Esistono casi in cui un’eredità, anziché un beneficio, può trasformarsi improvvisamente in un incubo, da cui si rimane intrappolati senza una concreta via di fuga. E’ quello che accade nel nuovo horror firmato da Pascal Laugier, dal titolo La casa delle bambole – Ghostland, nei cinema dal 6 dicembre, distribuito da Koch Media.
Pauline e le due figlie adolescenti, Beth e Vera, ricevono in eredità una vecchia villa piena di cimeli e bambole antiche che rendono l’atmosfera tetra e inquietante. Durante la notte, due intrusi penetrano nella casa e prendono in ostaggio le ragazze. Pauline lotta disperatamente per la vita delle figlie e riesce ad avere la meglio sugli assalitori, ma il trauma di quella notte segnerà per sempre il destino delle ragazze. Mentre Beth riesce a reagire e a lasciarsi il passato alle spalle, diventando una scrittrice di successo, Vera invece non supera lo shock e si rinchiude nelle sue paranoie. Sedici anni più tardi Beth riceve una telefonata dalla sorella che le chiede aiuto. La ragazza ritorna così nella casa delle bambole dove scoprirà che l’incubo, in realtà, non è ancora finito.

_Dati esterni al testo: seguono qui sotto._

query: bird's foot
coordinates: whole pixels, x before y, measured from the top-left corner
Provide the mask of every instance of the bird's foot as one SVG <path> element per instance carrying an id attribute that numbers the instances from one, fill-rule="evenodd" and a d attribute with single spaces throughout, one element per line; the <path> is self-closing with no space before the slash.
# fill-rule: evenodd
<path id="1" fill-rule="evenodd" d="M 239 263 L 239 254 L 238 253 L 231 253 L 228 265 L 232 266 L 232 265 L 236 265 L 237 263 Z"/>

Il cast è composto da Taylor Hickson, Rob Archer, Emilia Jones, Adam Hurtig e Anastasia Phillips.
Alla vicenda terrificante, la storia mette in parallelo il rapporto tra le due sorelle, una più introversa e fantasiosa, mentre l’altra con i piedi per terra e le mani sempre sul suo IPhone: «essenzialmente l’idea era di descrivere la vocazione di Beth – spiega il regista francese – e cioè quella di una giovane ragazza che attinge dall’orrore della sua esperienza passata l’ispirazione stessa del suo futuro lavoro. Di fatto, potremmo definire questo genere di film proprio così: ‘Cerchiamo di trasformare in oro le nostre angosce più profonde’. Si tratta di un paradosso che mi ha sempre affascinato nei film horror».
I due personaggi cattivi hanno un aspetto grottesco che crea grande inquietudine, rendendo la percezione della minaccia ancora più insidiosa e suggestiva.
Tra i punti di forza che arricchiscono la realizzazione del film, sicuramente la fotografia, curata da Danny Nowak, così come per la scenografia di Gordon Wilding.